MAURICE FLAVEL’S INTENSIVE CARE
Where will it end? asks Maurice Flavel at the end of the opening track of Heal Me, his band’s latest long player. The answer, of course, is no one knows, but, as Flavel is well aware, asking questions is never about getting answers.
Heal Me is introspection for the walking wounded…
Sounding like they were recorded in a hung-over Sunday morning haze of cigarette smoke, Heal Me is a collection of 10 atmospheric songs that wouldn’t be out of place on the soundtrack for a Coen Brothers modern cowboy epic, one with a troubled cop chasing a crazed killer across a hot, dusty desert.
Grungy guitars and slow-paced beats are offset with celestial voices — dark counterpointed with light — and Flavel’s voice is all sucking ennui, menace and heartbreak, dragging you along with him on his journey by the scruff of your neck; but lovingly like a mother wolf, he may sing about harm, but he intends none. What Flavel’s music provides is nurturing for the broken-spirited masses who are stuck with him in the cave of life. Heal Me is the tentative flicker of a match, sparking hope as well as the possibility it will be snuffed out.
There’s a certain spacious aimlessness about the songs and arrangements on Heal Me. Case in point is ‘Cover Your Tracks’, which weighs in at 5:40 but feels like it runs for a full hour. The track peters out and then starts up again; what passes for a chorus is repeated and then repeated again … and again. With a lesser artist, this would consign their work to the status of self-indulgent shite.
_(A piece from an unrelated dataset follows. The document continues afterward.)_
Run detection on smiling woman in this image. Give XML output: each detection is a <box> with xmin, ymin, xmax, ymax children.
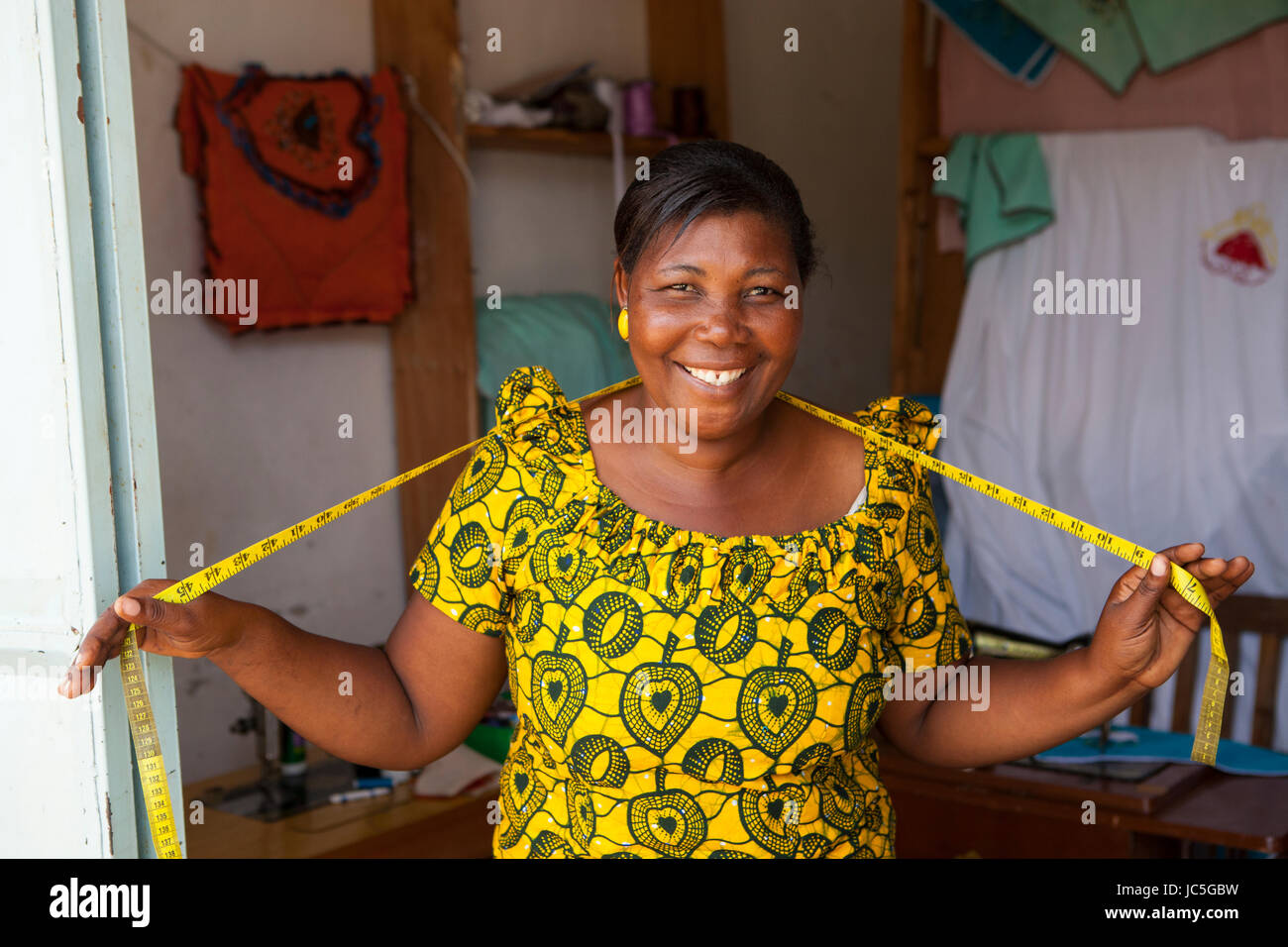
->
<box><xmin>64</xmin><ymin>142</ymin><xmax>1252</xmax><ymax>858</ymax></box>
In Flavel’s hands, the monotony is thrilling in its audacity; the elongations and lack of brevity — no editing in sight — just add to the grinding existence the record documents. Everything about this record conspires together to take you with it on its downward spiral.
Heal Me should come packaged with instruments of self-harm and self-healing so you can choose your own response. It’s a triumph in a world where we’re no longer allowed to be anything but happy, express any emotions that might be in any way untidy. It’s a sonic ‘Fuck you!’ to a generation of gnomic social media denizens whose only way of salving their own ills is to turn on others without once looking at themselves.
Heal Me is introspection for the walking wounded, leading us through the darkness and into the grey. Sometimes light is too much to ask for, but with artists like Maurice Flavel in this world, that’s OK.
It may not be a record you like, but Heal Me is definitely a record you need.